Structural and functional analysis of SilP, a P1-type ATPase from the sil family involved in bacterial silver resistance.

Silver (Ag+) is a heavy metal commonly used within burns wards as a lining in bandages and as an additive within creams to help prevent infections, owing to heavy metals being highly toxic to bacterial cells. Due to the use of silver as a preventative treatment, certain strains of bacteria have developed resistance to silver. Analysis of the resistant bacteria identified the presence of a plasmid containing nine genes encoding for proteins believed to be involved in silver exportation, they were labelled sil proteins.

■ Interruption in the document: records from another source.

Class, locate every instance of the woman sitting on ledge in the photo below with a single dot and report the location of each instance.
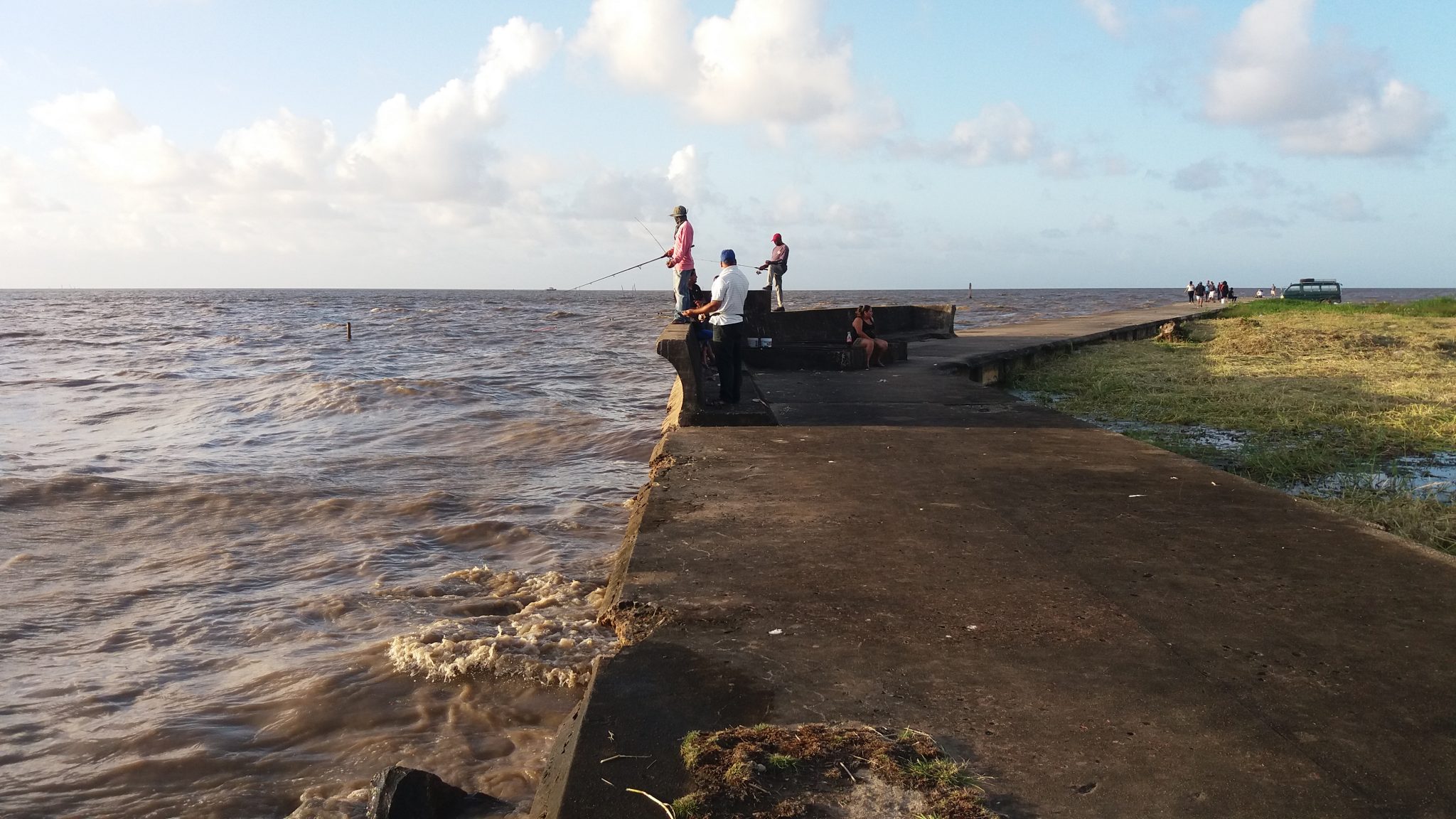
(862, 334)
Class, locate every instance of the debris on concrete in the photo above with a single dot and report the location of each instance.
(845, 770)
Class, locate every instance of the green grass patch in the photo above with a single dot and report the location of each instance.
(1439, 306)
(796, 771)
(1308, 391)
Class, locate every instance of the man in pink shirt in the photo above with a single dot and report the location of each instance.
(778, 264)
(680, 258)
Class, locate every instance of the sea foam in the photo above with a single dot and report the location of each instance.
(542, 627)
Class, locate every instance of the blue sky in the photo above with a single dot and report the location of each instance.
(1097, 143)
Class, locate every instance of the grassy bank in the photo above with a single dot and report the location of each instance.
(1324, 400)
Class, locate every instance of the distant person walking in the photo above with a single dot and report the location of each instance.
(680, 259)
(862, 334)
(725, 314)
(778, 264)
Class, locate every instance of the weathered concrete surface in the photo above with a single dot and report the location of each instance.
(990, 353)
(1107, 628)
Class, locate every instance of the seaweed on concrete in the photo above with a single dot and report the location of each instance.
(797, 771)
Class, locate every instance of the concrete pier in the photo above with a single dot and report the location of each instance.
(1104, 627)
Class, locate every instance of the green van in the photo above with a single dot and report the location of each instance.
(1314, 290)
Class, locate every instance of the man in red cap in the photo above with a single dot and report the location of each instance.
(778, 264)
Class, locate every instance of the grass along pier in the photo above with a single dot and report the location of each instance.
(1353, 405)
(911, 550)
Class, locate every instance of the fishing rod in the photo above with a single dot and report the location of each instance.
(633, 267)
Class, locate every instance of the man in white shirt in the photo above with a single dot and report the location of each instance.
(725, 314)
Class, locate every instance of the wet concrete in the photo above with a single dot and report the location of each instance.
(1107, 628)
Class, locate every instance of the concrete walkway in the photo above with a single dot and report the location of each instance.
(1107, 628)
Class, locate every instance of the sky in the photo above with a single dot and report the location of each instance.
(932, 144)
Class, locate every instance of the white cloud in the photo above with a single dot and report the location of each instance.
(283, 154)
(1244, 219)
(999, 133)
(1346, 206)
(108, 143)
(685, 173)
(19, 187)
(1064, 164)
(1200, 176)
(1314, 98)
(766, 63)
(644, 43)
(1107, 15)
(439, 149)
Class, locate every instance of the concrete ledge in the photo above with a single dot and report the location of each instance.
(993, 368)
(689, 404)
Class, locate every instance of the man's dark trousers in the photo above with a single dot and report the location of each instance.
(729, 350)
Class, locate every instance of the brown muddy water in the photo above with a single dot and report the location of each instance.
(244, 560)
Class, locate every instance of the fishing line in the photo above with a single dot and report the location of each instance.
(621, 272)
(650, 233)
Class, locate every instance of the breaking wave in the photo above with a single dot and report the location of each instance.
(536, 627)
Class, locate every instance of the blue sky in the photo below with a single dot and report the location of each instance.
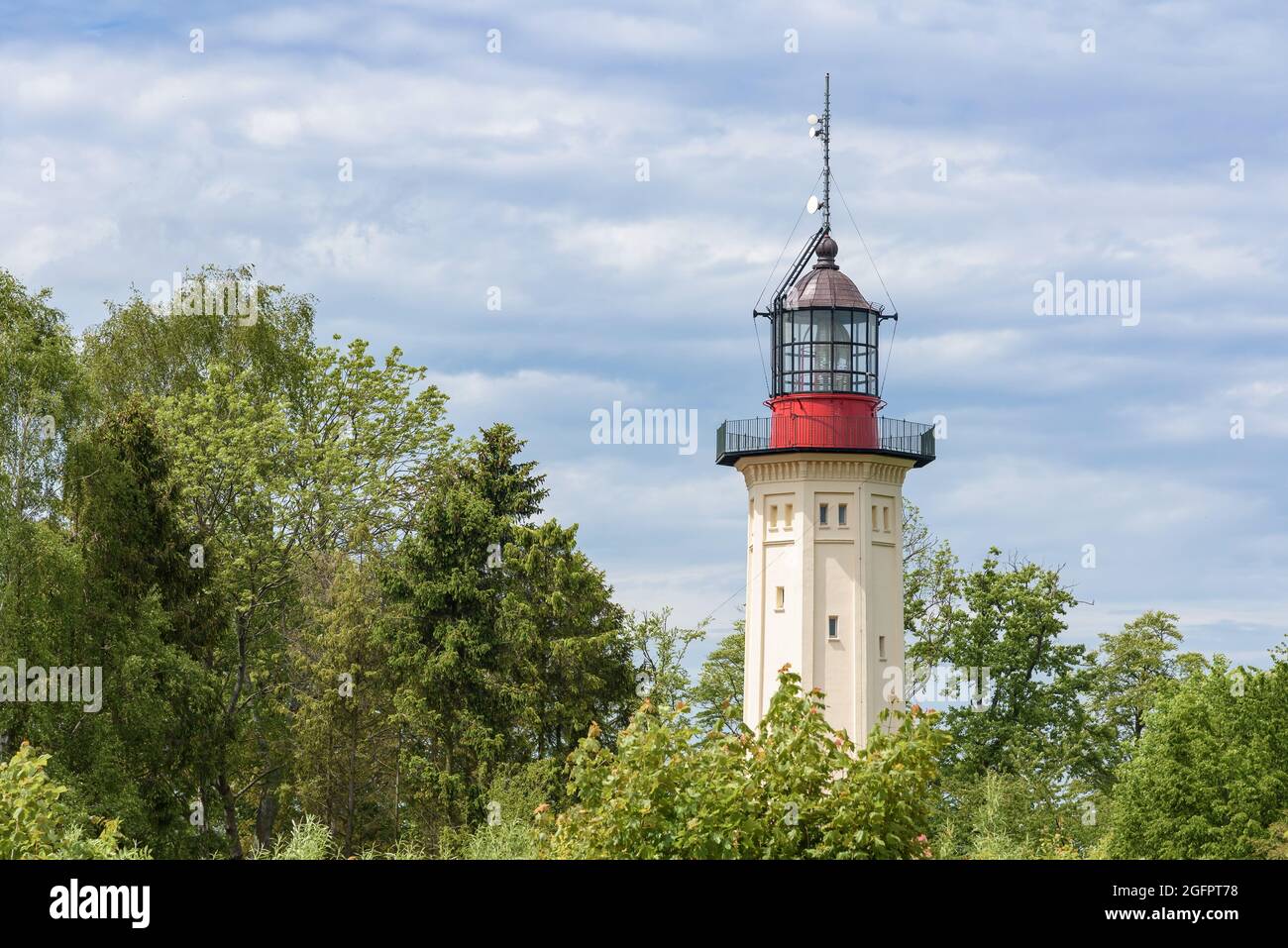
(518, 170)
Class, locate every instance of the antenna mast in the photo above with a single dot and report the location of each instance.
(819, 128)
(827, 155)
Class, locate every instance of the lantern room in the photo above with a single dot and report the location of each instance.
(824, 340)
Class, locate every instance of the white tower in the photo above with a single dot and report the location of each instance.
(824, 481)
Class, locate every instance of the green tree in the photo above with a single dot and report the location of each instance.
(1008, 627)
(661, 648)
(717, 695)
(795, 789)
(1133, 669)
(503, 636)
(40, 823)
(1210, 775)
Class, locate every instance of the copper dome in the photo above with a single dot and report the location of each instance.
(825, 286)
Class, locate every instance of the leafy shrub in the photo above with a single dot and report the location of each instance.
(1210, 776)
(798, 789)
(38, 823)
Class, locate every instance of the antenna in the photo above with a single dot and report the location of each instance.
(827, 155)
(822, 129)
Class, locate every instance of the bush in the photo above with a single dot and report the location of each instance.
(38, 823)
(798, 789)
(1210, 776)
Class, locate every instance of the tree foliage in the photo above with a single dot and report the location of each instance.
(794, 789)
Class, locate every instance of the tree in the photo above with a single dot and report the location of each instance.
(1008, 629)
(717, 695)
(43, 824)
(284, 453)
(1209, 779)
(795, 789)
(1133, 669)
(502, 634)
(661, 648)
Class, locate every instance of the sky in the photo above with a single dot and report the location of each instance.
(621, 179)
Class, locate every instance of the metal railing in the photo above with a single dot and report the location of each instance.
(825, 433)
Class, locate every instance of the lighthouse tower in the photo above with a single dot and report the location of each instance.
(824, 493)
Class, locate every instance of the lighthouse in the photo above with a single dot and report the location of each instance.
(824, 479)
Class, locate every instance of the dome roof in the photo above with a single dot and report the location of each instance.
(825, 286)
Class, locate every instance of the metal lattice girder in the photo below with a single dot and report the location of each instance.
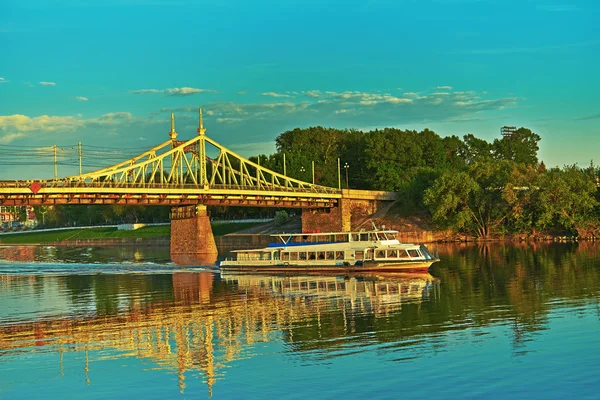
(177, 173)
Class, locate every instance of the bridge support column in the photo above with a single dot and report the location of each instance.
(192, 241)
(336, 219)
(340, 218)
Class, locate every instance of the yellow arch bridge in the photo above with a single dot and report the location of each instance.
(179, 173)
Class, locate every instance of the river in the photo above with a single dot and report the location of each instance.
(489, 321)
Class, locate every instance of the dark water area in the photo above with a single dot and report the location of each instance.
(488, 321)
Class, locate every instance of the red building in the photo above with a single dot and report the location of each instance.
(10, 214)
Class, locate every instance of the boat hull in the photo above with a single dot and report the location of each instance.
(369, 266)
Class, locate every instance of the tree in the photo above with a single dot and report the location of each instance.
(472, 201)
(521, 147)
(475, 149)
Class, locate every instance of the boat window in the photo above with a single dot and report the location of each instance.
(413, 253)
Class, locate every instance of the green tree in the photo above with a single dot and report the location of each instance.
(471, 201)
(521, 147)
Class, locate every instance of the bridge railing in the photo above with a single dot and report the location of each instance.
(108, 185)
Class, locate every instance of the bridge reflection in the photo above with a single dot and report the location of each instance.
(202, 323)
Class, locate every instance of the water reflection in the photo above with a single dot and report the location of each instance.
(199, 324)
(189, 322)
(74, 255)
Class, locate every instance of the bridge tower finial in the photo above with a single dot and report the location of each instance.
(201, 130)
(173, 134)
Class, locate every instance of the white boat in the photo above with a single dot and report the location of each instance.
(377, 250)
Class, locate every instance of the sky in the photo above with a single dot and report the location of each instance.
(108, 73)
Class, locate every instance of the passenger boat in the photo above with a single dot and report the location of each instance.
(376, 250)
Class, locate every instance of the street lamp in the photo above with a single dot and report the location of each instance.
(346, 166)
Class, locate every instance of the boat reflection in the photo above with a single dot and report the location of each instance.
(379, 289)
(199, 325)
(18, 253)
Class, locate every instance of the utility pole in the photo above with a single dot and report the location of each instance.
(346, 167)
(339, 175)
(80, 154)
(55, 166)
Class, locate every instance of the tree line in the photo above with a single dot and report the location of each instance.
(464, 185)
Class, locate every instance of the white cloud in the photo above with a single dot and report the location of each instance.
(183, 91)
(252, 149)
(5, 139)
(273, 94)
(23, 123)
(312, 93)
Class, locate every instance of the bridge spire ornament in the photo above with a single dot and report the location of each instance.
(173, 134)
(201, 130)
(202, 176)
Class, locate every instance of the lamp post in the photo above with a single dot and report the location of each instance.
(346, 166)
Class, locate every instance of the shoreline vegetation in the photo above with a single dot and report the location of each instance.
(458, 188)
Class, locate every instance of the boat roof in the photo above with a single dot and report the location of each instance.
(333, 233)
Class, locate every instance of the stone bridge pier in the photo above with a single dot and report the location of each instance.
(192, 240)
(341, 218)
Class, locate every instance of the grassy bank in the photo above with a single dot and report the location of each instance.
(111, 233)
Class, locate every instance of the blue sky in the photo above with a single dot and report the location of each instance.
(108, 73)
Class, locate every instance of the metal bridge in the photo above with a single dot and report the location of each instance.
(179, 172)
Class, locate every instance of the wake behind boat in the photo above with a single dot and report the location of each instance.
(377, 250)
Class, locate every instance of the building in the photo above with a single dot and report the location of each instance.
(9, 216)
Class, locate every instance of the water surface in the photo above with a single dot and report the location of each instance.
(491, 321)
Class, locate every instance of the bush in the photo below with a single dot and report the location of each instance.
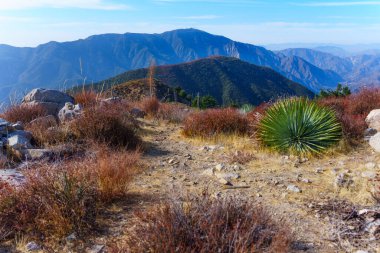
(57, 200)
(150, 105)
(206, 225)
(115, 171)
(50, 203)
(111, 125)
(299, 126)
(23, 113)
(212, 122)
(174, 113)
(352, 110)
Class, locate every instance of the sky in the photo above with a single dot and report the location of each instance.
(33, 22)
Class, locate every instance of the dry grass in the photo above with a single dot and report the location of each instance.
(87, 98)
(108, 124)
(115, 172)
(353, 109)
(206, 225)
(59, 199)
(23, 113)
(174, 113)
(150, 105)
(212, 122)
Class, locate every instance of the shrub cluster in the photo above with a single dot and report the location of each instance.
(353, 109)
(300, 126)
(23, 113)
(206, 225)
(109, 124)
(57, 200)
(211, 122)
(86, 98)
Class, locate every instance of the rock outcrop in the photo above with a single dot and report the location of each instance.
(16, 142)
(50, 100)
(69, 112)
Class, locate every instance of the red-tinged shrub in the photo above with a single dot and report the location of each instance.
(364, 102)
(150, 105)
(174, 113)
(204, 225)
(115, 170)
(50, 203)
(256, 114)
(107, 124)
(212, 122)
(23, 113)
(353, 109)
(58, 199)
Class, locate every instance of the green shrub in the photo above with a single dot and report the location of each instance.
(299, 126)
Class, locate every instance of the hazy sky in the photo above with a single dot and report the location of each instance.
(32, 22)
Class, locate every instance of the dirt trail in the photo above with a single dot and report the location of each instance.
(176, 166)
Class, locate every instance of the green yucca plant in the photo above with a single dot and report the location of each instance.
(299, 126)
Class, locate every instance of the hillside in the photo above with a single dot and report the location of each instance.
(62, 65)
(357, 71)
(229, 80)
(136, 90)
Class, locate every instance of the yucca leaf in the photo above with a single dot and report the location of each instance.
(299, 126)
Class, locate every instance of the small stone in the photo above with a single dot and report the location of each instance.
(371, 165)
(293, 188)
(343, 180)
(96, 249)
(220, 167)
(71, 237)
(369, 174)
(208, 172)
(224, 181)
(319, 170)
(228, 176)
(372, 227)
(32, 246)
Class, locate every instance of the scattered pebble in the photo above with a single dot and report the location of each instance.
(293, 188)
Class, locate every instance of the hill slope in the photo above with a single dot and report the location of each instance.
(62, 65)
(357, 71)
(229, 80)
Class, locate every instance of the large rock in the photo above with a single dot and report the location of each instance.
(69, 112)
(373, 119)
(52, 96)
(48, 121)
(374, 142)
(50, 100)
(19, 140)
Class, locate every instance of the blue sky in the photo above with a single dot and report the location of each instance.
(32, 22)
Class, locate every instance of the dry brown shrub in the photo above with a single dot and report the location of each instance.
(115, 171)
(23, 113)
(174, 113)
(107, 124)
(206, 225)
(65, 197)
(212, 122)
(150, 105)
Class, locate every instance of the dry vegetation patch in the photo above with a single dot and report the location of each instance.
(207, 225)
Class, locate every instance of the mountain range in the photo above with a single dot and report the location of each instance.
(357, 71)
(229, 80)
(61, 65)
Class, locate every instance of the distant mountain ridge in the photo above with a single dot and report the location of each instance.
(229, 80)
(357, 71)
(61, 65)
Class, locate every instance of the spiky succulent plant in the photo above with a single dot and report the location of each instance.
(299, 126)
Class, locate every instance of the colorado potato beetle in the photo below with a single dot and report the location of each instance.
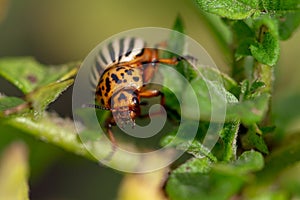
(120, 74)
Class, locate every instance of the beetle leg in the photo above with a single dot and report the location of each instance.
(153, 93)
(108, 125)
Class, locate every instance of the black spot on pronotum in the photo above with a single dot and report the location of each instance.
(122, 97)
(136, 78)
(32, 78)
(111, 52)
(103, 58)
(121, 50)
(119, 68)
(131, 44)
(128, 71)
(115, 78)
(107, 84)
(141, 52)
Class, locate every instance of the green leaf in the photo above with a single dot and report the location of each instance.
(266, 50)
(229, 136)
(249, 111)
(43, 96)
(3, 9)
(239, 9)
(242, 9)
(249, 161)
(201, 179)
(14, 173)
(280, 6)
(211, 96)
(287, 24)
(9, 102)
(27, 74)
(280, 171)
(254, 140)
(244, 37)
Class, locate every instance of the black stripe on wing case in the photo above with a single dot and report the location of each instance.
(130, 48)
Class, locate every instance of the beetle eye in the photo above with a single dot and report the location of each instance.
(135, 100)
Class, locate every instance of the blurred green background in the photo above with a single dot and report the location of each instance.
(55, 31)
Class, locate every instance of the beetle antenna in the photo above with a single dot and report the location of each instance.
(94, 106)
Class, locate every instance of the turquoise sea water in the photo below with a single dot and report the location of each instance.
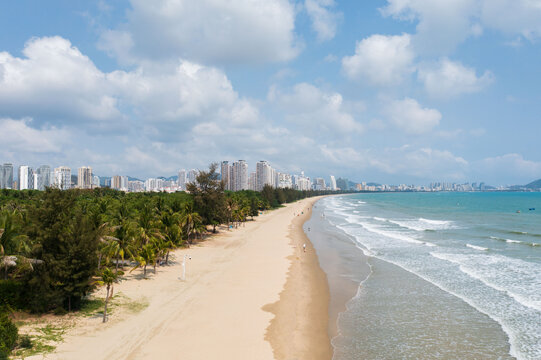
(454, 275)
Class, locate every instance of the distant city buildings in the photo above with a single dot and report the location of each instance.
(235, 177)
(84, 178)
(182, 180)
(6, 176)
(26, 177)
(62, 178)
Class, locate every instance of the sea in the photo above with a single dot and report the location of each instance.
(441, 275)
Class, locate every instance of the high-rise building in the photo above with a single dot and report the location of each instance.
(26, 177)
(319, 184)
(284, 181)
(84, 178)
(252, 181)
(263, 174)
(191, 177)
(333, 183)
(43, 177)
(182, 180)
(62, 177)
(342, 184)
(6, 176)
(116, 182)
(240, 175)
(226, 171)
(301, 182)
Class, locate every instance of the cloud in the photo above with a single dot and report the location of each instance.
(425, 163)
(409, 116)
(55, 80)
(380, 59)
(205, 31)
(447, 79)
(19, 136)
(443, 25)
(324, 21)
(317, 111)
(422, 163)
(512, 168)
(514, 17)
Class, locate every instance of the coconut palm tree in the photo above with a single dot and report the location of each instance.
(145, 257)
(108, 278)
(120, 243)
(190, 220)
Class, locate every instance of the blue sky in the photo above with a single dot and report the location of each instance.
(393, 91)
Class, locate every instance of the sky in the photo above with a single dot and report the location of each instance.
(388, 91)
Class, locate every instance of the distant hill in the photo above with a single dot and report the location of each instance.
(534, 185)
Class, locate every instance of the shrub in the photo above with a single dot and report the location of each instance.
(25, 342)
(8, 335)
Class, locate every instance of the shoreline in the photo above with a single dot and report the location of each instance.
(224, 308)
(299, 329)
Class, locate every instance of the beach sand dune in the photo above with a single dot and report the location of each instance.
(233, 285)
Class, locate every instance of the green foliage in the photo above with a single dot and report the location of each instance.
(8, 335)
(11, 294)
(25, 342)
(58, 242)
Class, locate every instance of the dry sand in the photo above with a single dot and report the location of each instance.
(224, 307)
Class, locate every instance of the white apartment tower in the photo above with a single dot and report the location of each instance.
(226, 171)
(43, 177)
(263, 175)
(26, 177)
(84, 178)
(62, 177)
(240, 175)
(333, 183)
(181, 182)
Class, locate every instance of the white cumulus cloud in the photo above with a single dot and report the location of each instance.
(409, 116)
(316, 110)
(55, 80)
(449, 78)
(205, 31)
(380, 59)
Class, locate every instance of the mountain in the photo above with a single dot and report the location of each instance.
(534, 185)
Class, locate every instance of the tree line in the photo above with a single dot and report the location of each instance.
(57, 246)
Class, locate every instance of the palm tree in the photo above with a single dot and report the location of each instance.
(108, 278)
(120, 243)
(190, 220)
(146, 256)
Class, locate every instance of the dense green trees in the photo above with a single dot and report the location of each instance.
(56, 245)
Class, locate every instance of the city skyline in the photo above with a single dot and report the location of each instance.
(390, 91)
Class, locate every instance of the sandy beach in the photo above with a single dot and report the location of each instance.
(249, 293)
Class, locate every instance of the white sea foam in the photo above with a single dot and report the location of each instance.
(390, 234)
(519, 278)
(480, 248)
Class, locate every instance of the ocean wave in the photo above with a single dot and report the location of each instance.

My current research focuses on one of these proteins, SilP, this is a P1B-type ATPase that exports Ag+ from the cytoplasm of the bacterial into the periplasm of the cell membrane at the expense of ATP. SilP follows the Post-Albers catalytic cycle, wherein there are four main conformational states of the protein during exportation of Ag+.
The main aim of my research looks at obtaining an overall structure of SilP, using both crystallography, Cryo-EM and neutron scattering. In addition to the overall structure is the aim of getting a structure at each of the four stages of the catalytic cycle, this would give an indication of metal movement within the protein and how it exports Ag+. Although the main aim is the structural determination of SilP, the other aims are to carry out functional assays looking at ATP usage and rate of Ag+ exportation as well as other biophysical aspects of SilP.